1) The game is no longer about careful claim drafting — now, you must carefully draft the entire patent document.*
2) Be absolutely consistent between the claims and the specification. A stray modifier of a claim term in the specification can easily lead to unintended consequences.
3) Every word in the claims will be read in the context of the specification. Therefore the desired scope of every claim term must be fully supported in the specification.
4) Your initial reaction may be to make the ensure that the specification contains no limiting features. — That approach may not be the best. Your patent will be worthless if it attempts to cover the entire world of technology. Focused patents that stay within their bounds can be extremely powerful.
5) Give the courts 6–months to sort out some details. — But, set-up a docket reminder for January 15, 2006 for a review of all pending applications to (i) ensure that current claim terms are properly defined within the specification and (ii) whether any preemptive amendments are be in order.
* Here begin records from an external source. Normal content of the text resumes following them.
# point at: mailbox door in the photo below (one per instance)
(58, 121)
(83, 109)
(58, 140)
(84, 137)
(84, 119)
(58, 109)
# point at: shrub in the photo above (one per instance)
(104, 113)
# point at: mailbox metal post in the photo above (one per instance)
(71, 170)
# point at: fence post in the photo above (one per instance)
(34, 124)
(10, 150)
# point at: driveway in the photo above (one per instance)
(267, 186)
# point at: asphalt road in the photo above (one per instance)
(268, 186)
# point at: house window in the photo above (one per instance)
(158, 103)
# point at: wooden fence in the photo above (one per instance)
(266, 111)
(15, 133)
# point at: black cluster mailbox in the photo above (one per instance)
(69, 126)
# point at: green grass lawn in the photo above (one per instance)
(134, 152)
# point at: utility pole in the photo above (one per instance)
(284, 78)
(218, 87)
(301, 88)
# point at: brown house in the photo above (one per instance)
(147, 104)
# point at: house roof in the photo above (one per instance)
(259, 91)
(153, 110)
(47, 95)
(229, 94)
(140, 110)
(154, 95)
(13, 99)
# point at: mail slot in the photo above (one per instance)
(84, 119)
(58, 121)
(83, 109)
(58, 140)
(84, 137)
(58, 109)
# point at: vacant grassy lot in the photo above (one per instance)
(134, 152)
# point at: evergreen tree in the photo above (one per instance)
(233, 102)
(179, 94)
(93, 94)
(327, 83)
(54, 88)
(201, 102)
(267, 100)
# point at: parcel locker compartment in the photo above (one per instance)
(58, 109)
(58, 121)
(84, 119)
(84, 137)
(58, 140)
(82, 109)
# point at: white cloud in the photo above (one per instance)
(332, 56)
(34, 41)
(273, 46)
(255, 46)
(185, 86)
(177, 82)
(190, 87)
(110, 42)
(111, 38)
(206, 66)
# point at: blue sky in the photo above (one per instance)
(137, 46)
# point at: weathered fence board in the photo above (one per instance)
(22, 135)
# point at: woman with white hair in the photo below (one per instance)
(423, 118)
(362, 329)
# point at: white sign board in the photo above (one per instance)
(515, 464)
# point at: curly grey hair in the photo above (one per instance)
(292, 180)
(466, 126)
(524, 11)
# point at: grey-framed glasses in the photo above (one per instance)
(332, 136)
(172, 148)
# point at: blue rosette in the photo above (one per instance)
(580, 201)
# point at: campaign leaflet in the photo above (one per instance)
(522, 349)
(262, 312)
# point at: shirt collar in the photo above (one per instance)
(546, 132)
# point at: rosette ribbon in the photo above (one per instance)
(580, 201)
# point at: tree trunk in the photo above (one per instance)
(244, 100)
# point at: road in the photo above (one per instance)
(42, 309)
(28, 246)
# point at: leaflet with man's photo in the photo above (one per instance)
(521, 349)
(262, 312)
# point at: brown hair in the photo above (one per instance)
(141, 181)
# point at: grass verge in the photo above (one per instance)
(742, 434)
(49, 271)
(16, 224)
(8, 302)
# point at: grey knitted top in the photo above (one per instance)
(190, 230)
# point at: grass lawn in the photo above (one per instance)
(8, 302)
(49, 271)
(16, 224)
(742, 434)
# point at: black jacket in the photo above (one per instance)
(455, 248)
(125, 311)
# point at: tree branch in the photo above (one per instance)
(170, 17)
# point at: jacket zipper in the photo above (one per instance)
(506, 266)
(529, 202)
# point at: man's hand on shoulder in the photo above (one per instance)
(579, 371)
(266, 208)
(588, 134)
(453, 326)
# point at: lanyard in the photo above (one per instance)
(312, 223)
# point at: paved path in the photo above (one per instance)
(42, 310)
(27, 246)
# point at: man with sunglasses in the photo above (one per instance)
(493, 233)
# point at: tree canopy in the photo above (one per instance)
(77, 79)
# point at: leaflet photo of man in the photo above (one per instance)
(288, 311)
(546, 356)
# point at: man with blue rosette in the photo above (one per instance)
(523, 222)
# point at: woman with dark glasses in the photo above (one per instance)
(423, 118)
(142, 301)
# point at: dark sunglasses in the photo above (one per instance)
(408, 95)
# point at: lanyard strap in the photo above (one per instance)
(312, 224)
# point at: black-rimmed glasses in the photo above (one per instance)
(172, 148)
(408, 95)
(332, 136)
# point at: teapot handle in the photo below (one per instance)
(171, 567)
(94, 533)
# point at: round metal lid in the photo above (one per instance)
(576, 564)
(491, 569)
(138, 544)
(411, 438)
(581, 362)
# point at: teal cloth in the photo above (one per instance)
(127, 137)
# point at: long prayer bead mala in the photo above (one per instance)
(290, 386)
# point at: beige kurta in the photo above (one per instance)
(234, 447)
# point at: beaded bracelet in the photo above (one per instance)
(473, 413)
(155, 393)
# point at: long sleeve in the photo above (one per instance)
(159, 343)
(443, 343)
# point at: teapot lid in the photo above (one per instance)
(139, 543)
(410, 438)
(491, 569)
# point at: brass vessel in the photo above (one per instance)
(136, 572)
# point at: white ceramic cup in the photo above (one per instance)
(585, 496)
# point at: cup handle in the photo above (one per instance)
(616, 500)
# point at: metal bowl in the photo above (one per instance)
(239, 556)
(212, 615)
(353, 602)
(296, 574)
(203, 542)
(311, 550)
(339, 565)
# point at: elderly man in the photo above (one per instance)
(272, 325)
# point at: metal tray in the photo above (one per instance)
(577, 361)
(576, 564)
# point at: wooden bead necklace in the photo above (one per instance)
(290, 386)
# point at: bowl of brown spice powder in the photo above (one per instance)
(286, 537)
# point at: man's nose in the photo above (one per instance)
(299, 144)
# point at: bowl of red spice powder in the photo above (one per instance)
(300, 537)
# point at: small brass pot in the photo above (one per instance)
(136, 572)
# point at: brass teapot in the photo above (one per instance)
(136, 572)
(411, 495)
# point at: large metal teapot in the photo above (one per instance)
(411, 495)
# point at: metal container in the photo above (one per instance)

* Of course, you were doing this already.
University of Pennsylvania law professor Polk Wagner has been writing extensively about claim construction for the past several years. His thoughtful comments and criticism of my tips are available here.
Profs Wagner and Joe Miller (Lewis & Clark) have proposed that patent drafters should “leave nothing to chance” and present a glossary of claim terms in the specification. This “clear thinking” approach would be helpful down the road when you are trying to spot infringers as well.